"TOUT CE QUE JE DIRAI..."
Tout ce que je dirai, ne l'écoute pas,
tout ce que je ferai, ne le vois pas;
et, si je tends les mains,
ne me tends pas les tiennes.
Accepte que j'existe comme les rêves
que personne ne rêve,
ces images maudites qui, dans le miroir,
sont la nuit non réfléchie.
Peut-être alors
de ma pure solitude
descendrai-je à la vie.
PEREGRINATIO AD LOCA INFECTA - Fidélité 1958
DU PEU AU BEAUCOUP
Du peu au beaucoup il est peu de différence
Nous avons tous peu, il y a juste ceux qui ont,
au-delà de ce peu, beaucoup.
Ils sont peu, ceux-là, et peu à peu,
inexorablement se réduit ce peu
devant les beaucoup beaucoup.
Et la différence, tout en étant peu, est beaucoup.

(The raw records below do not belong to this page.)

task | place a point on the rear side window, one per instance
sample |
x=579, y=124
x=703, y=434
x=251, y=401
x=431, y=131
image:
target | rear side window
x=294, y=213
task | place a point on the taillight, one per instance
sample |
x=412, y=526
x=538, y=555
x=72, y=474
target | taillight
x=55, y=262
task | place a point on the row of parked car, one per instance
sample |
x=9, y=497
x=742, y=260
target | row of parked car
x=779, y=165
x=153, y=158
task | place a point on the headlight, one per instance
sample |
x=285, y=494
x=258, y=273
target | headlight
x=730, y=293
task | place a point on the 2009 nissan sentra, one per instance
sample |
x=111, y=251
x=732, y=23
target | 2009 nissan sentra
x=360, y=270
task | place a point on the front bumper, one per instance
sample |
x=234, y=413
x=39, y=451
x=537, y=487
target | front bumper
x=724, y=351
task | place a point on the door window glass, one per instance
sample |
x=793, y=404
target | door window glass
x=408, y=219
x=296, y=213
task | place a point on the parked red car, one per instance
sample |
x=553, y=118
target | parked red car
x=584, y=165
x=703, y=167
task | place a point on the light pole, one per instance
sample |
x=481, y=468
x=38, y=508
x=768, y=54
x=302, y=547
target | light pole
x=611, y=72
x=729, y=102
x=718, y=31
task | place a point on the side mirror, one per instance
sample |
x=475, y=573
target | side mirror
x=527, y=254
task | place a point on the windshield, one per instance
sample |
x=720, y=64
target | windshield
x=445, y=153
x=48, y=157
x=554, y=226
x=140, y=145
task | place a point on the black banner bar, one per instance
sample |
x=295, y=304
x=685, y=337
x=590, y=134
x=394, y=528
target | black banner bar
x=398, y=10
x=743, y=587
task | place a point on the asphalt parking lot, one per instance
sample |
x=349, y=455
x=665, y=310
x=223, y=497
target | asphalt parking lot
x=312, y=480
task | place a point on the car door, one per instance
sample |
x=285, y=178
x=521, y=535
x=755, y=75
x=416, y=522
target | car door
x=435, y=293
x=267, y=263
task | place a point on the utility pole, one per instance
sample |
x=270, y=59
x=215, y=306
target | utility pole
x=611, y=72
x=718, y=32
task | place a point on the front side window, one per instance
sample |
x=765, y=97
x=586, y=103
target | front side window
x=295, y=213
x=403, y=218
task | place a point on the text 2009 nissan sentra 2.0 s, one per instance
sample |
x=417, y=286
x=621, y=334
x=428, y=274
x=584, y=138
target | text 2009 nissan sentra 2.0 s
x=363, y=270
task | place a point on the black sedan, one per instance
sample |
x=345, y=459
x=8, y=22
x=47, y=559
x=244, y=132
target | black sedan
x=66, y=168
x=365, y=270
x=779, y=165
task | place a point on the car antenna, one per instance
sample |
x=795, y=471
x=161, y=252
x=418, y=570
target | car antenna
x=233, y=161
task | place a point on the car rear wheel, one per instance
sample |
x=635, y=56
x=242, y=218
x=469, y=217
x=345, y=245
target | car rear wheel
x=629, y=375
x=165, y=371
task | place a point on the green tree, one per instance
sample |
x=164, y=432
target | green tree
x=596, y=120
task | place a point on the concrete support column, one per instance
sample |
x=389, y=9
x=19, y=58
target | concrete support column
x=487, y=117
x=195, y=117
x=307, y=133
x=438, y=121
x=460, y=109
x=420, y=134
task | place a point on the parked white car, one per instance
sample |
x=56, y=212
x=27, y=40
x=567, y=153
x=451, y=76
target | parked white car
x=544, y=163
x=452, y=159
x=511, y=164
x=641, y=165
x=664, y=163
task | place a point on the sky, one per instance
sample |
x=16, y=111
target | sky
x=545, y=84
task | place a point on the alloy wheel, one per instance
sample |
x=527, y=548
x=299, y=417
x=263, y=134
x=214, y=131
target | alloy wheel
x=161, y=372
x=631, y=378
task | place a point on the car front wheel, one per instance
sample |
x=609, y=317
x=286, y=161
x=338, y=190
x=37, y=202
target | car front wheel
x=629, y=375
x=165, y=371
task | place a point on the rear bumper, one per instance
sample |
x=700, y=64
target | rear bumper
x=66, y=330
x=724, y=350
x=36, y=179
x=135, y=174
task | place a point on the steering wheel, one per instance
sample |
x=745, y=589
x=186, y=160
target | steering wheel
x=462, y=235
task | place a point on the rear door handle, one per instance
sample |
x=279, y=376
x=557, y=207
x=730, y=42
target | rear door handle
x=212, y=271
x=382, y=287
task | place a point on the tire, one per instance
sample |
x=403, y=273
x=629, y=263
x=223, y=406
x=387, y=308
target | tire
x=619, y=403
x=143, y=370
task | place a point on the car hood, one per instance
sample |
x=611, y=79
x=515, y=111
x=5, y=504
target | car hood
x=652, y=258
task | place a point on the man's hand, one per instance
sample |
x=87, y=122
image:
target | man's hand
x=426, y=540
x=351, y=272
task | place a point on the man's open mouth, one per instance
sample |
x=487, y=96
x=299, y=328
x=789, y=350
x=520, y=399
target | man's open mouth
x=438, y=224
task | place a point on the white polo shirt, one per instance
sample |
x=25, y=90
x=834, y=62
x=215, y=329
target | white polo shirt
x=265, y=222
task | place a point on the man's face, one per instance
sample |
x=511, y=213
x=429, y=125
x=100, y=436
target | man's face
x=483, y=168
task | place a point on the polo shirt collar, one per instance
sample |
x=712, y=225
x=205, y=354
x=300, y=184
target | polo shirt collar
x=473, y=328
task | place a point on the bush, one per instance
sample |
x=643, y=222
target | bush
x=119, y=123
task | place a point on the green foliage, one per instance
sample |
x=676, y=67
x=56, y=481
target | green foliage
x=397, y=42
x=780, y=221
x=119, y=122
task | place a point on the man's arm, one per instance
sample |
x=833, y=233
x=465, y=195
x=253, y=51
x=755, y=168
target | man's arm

Nous avons tous alors un peu de beaucoup
en plus de ce beaucoup de peu.
FIDÉLITÉ
Dis-moi doucement rien, absolument rien, qui soit
comme ta seule présence par laquelle tu me pardonnes
cette fidélité à mon destin.
Tout ce qu'ainsi tu ne diras pas c'est pour moi
que tu le dis. Et les destins se vivent
comme une autre vie. Ou comme une solitude.
Mais qui peut y pénétrer? Qui peut y demeurer
plus que le temps de rester seul avec soi-même?
Dis-moi donc doucement rien, absolument rien :
ce que l'on pourrait dire à la mort, si elle pouvait entendre,
ce que l'on pourrait dire aux morts, s'ils revenaient.
ODE POUR LE FUTUR
Vous parlerez de nous comme d'un rêve.
Crépuscule doré. Phrases tranquilles.
Gestes lents. Musique douce.
Pensée sublime. Sourires subtils.
Paysages défilant au loin.
Nous étions libres. Nous parlions, savions
et aimions sereinement, doucement.
Une angoisse diluée, mélancolique,
sur elle vous rêverez.
Mais les tempêtes, les émeutes, les cris,
violence, dérision, odieuse confusion,
printemps dans leur agonie ignorés
sur les pentes voisines, prisons,
assassinats, l'amour vendu,
larmes et combats,
désespoir de la vie que l'on nous vole,
- juste une angoisse mélancolique
sur laquelle vous rêverez l'âge d'or.
Et en secret, avec regret, en extase,
vous parlerez de nous - de nous ! - comme d'un rêve.